To mogła być asysta tysiąclecia. Błąd zrobił to, stojąc na głowie [WIDEO]
![To mogła być asysta tysiąclecia. Błąd zrobił to, stojąc na głowie [WIDEO] To mogła być asysta tysiąclecia. Błąd zrobił to, stojąc na głowie [WIDEO]](https://pliki.meczyki.pl/big700/558/67bdd84f88b4e.jpg)
Ekstraklasa nie przestaje zaskakiwać. W miniony poniedziałek było blisko asysty, która całkowicie podbiłaby media społecznościowe.
Na zakończenie 22. kolejki Ekstraklasy Motor Lublin pokonał GKS Katowice 3:2 (2:1). Więcej na temat tego meczu pisaliśmy TUTAJ.
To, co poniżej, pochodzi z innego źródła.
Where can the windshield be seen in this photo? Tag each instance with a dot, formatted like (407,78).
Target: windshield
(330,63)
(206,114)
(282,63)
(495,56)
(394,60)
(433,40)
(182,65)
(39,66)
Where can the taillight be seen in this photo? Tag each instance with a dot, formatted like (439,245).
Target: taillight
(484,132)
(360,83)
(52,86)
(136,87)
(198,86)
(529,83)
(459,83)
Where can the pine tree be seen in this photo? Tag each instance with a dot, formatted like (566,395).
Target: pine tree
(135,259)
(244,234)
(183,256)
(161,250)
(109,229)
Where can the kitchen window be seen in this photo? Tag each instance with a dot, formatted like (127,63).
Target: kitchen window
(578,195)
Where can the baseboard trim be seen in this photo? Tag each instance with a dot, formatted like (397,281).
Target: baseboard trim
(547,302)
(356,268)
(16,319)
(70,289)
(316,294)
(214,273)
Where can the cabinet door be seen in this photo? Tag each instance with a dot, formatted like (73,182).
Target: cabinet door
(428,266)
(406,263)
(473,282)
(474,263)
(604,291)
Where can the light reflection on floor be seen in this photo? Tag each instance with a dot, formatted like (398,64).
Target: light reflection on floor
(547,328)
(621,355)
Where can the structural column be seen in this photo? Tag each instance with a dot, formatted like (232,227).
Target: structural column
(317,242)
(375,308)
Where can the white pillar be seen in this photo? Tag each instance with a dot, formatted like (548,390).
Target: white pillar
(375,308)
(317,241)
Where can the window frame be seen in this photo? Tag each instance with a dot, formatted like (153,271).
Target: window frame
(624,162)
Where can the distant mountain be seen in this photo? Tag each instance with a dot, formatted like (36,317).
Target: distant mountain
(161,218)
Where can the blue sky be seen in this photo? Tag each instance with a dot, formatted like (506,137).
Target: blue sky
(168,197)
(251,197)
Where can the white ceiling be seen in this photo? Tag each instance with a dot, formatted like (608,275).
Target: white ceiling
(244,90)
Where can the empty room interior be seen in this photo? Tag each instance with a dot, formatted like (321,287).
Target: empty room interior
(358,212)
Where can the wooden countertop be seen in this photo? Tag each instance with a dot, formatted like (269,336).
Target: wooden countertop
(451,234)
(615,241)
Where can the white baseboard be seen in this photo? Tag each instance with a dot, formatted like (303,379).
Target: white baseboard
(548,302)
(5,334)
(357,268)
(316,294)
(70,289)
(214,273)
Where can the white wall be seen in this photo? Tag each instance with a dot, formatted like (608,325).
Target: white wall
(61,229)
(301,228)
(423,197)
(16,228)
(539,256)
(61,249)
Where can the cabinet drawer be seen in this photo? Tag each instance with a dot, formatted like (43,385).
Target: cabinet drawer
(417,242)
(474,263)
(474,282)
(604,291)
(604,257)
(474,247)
Samo spotkanie zostało bardzo dobrze przyjęte, a niewiele brakowało, a przeszłoby do historii rozgrywek. Wszystko przez nietypowe zachowanie Adriana Błąda.
W pewnym momencie starcia skrzydłowy GKS-u otrzymał dośrodkowanie. Próbował opanować je głową, ale nie zdołał tego zrobić, a co więcej stracił równowagę. Podczas wykonywania przewrotu zdołał jednak kopnąć piłkę piętą, a futbolówka trafiła do Bartosza Nowaka.
Niestety, pomocnik skiksował i nie oddał czystego uderzenia. Wobec tego cała akcja spaliła na panewce, a szansa na nieprawdopodobną (i absolutnie przypadkową) asystę Błąda minęła bezpowrotnie.
Po poniedziałkowym meczu Motor plasuje się na ósmym miejscu w tabeli. GKS jest dziewiąty.